Gwen’s experiencing Darwin on a never before known level. She always assumed because he’s a PhD, he’s a deep thinker, but she’s never seen him act anything other than light and silly around her, probably because the only time they interact is during celebrations. Now, here stands this man she’s always admired and felt fondly about, revealing snakes down to levels even Dante would be reluctant to explore and it’s terrorizing. And yet, she’s compelled to explore. “What about the reconciliation that follows penance?” she asks.
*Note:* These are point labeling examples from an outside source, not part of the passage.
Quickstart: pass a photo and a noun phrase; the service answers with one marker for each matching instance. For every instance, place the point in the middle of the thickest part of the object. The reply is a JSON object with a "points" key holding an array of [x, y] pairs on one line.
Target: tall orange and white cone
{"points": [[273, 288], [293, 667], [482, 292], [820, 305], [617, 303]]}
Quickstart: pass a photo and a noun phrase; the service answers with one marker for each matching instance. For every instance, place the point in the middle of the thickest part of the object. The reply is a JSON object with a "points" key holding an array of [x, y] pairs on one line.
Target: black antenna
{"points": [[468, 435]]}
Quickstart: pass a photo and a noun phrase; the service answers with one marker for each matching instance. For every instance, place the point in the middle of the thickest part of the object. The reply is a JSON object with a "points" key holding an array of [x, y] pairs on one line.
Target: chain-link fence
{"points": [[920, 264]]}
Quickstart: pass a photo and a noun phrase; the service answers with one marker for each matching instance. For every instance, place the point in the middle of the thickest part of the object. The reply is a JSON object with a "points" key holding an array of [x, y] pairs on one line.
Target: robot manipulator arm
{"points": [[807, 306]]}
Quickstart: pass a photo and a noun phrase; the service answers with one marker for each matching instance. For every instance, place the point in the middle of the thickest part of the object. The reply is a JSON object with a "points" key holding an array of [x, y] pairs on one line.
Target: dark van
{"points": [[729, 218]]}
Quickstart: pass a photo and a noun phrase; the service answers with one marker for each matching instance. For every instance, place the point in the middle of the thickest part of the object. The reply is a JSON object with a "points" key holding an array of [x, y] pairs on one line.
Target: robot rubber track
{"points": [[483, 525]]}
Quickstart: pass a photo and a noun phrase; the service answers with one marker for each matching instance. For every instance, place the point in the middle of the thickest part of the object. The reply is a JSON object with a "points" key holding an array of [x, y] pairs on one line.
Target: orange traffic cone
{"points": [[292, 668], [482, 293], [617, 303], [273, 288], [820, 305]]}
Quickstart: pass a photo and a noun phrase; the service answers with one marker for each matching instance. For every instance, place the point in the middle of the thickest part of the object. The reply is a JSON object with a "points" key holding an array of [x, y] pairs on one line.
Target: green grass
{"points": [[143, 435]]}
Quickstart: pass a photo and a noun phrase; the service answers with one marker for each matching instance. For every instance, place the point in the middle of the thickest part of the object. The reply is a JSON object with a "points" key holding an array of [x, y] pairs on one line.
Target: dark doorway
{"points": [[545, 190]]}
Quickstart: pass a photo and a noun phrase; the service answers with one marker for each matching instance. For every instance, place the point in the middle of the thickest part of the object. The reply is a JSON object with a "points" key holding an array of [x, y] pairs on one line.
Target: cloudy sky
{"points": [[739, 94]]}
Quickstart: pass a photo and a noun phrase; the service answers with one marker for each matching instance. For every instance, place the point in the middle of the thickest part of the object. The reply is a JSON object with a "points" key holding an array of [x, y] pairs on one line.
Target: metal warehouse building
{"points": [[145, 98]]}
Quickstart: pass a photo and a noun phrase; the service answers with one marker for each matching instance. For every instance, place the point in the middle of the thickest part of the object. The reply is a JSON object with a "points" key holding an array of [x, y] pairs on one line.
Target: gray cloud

With his soul in full disclosure, Darwin’s not holding back and is about to launch into some aspects of reconciliation he’s working through when, in an act of divine intervention, the kitchen door flings open, and Vincent pops out holding a large platter that hosts a golden browned turkey with stuffing around the edges. He’s followed by Ilene carrying bowls of vegetables, potatoes, corn, and cranberries. After a couple more trips back and forth to the kitchen, the table is set. Once Ilene has Issac in his bassinet, Vincent leads the prayer finishing with a moment of remembrance for Byron and Helen. As Vincent readies his carving knife to make the initial slice into the golden-brown bird, he looks up at Darwin grinning, “I’m thinking after dinner you and I take a little airplane ride,” he teases. “Show you what I know, which hopefully includes remembering how to land,” he smiles with satisfaction that this is the final battle in the war he’s re-started. “You know what they say, a good landing is one you walk away from and a great landing is when you can reuse the aircraft.”
Darwin bounces back with equal sarcasm, “Absolutely we should that! In fact, I’ll run over to Lenny’s and grab his shovelhead so you and I can zip down the Kennedy lane-splitting past all the drunk drivers on our way to Midway. It’ll be a hoot.”
“Or” Vincent quickly counters enjoying the banter, “and I’m just spit balling here, we could walk over to Murphy’s and watch the Bears kick the shit out of the Lions.”
“You boys can,” Ilene referees in pleasant approval. “But I’ll be expecting you straight back when it over, I’m in the mood for some Pinochle.”
“Yes ma’am.” Both boys concur with childish joy as they dive into their feast.